La mirada del conde se volvió interrogante.
–¿Qué, nada? Bueno, pues sigamos.
Se levantó.
Las siguientes tres hileras fueron puestas en silencio. Cuando Fosco colocó en su sitio el último ladrillo de la novena y empezó a aplicar cemento fresco por encima, Pendergast se decidió a hablar. El muro había llegado a la altura de sus ojos claros, lo que hizo que su voz resonase en el interior del nuevo sepulcro.
–No lo haga –dijo con una voz que había perdido la meliflua y casi perezosa precisión que la caracterizaba.
Fosco sabía que era un efecto secundario del fenobarbital.
–¡Pero si ya está hecho, mi querido Pendergast!
Y, tras limpiar el cemento sobrante, regresó a la montaña de ladrillos.
Cuando Pendergast volvió a hablar ya estaba puesta la décima hilera.
–Tengo que hacer algo, se trata de una tarea pendiente de gran importancia para el mundo. Un miembro de mi familia tiene la capacidad de provocar un desastre. Debe permitirme que se lo impida.
Fosco interrumpió su labor para escucharle.
–Déjeme terminar esa tarea y volveré. Entonces podrá… eliminarme como mejor le parezca. Le doy mi palabra de caballero.
Fosco se rió.
–¿Qué se cree, que soy tonto? ¿Quiere que me crea que volverá por su propio pie, como Régulo a Cartago, para perder la vida? ¡Bah! Y, aunque cumpliera su palabra, ¿cuándo vendría? ¿Dentro de veinte o treinta años, viejo y cansado de la vida?
No hubo respuesta en la oscuridad del nicho.
–En cuanto a la tarea a la que se refiere… Me intriga. ¿Un miembro de su familia, dice? Déme más detalles.
–Libéreme primero.
–Imposible. Además, ya veo que es hablar por hablar, y este trabajo me cansa.
Fosco acabó la décima hilera a mayor velocidad y empezó la undécima y última.
Pendergast volvió a decir algo cuando solo quedaba el último ladrillo por encajar y fijar en el muro con cemento.
–Fosco… –Su voz era débil, sepulcral, como si saliera de lo más hondo de la tumba–. Se lo pido como caballero y ser humano, no ponga el ladrillo.
–Sí, la verdad es que es una lástima. –Fosco lo sopesó en la mano–. Pero me temo que ha llegado el momento de despedirnos. Le agradezco el placer de su compañía durante estos últimos días. No le digo arrivederla, sino addio.
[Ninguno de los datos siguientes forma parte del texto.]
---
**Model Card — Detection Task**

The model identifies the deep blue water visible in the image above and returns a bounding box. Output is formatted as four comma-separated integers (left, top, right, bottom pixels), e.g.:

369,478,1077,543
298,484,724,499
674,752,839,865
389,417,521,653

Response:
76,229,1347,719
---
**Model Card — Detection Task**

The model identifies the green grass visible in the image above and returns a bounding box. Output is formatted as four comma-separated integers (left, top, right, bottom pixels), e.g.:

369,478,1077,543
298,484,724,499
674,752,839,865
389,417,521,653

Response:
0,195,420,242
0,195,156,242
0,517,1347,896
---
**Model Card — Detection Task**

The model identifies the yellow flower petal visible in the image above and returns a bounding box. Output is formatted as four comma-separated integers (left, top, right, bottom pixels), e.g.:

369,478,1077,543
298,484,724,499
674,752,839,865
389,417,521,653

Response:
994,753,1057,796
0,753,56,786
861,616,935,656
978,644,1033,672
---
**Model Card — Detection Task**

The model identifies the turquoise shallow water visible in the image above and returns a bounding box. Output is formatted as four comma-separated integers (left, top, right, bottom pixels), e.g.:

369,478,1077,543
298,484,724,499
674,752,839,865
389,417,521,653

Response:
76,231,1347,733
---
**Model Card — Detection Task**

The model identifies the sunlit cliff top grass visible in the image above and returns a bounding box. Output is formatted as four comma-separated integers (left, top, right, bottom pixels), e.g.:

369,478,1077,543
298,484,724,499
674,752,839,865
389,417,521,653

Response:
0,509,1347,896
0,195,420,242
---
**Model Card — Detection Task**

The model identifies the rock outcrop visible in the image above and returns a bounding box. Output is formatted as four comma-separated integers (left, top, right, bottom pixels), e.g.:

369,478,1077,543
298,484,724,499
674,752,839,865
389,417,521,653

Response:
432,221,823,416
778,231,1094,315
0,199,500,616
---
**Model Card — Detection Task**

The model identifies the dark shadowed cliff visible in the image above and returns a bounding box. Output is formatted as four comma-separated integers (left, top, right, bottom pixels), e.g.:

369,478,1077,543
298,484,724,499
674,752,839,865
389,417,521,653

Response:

Y encajó la última piedra en su lugar.
Mientras retiraba los últimos restos de cemento, oyó (o creyó oír) un ruido procedente de la tumba, un gemido gutural o una exhalación. A menos que fuera simplemente el viento gimiendo por las antiguas catacumbas… Aplicó la cabeza al muro recién hecho y prestó atención.
No se oía nada.
Retrocedió y, tras arrimar con el pie unos huesos al muro, cogió la antorcha y caminó deprisa por aquella ratonera. Cuando llegó a la escalera de caracol, empezó a subir (una docena de escalones, dos docenas, tres docenas) hacia la superficie y el cálido sol de la tarde, dejando muy atrás un mundo agitado de sombras.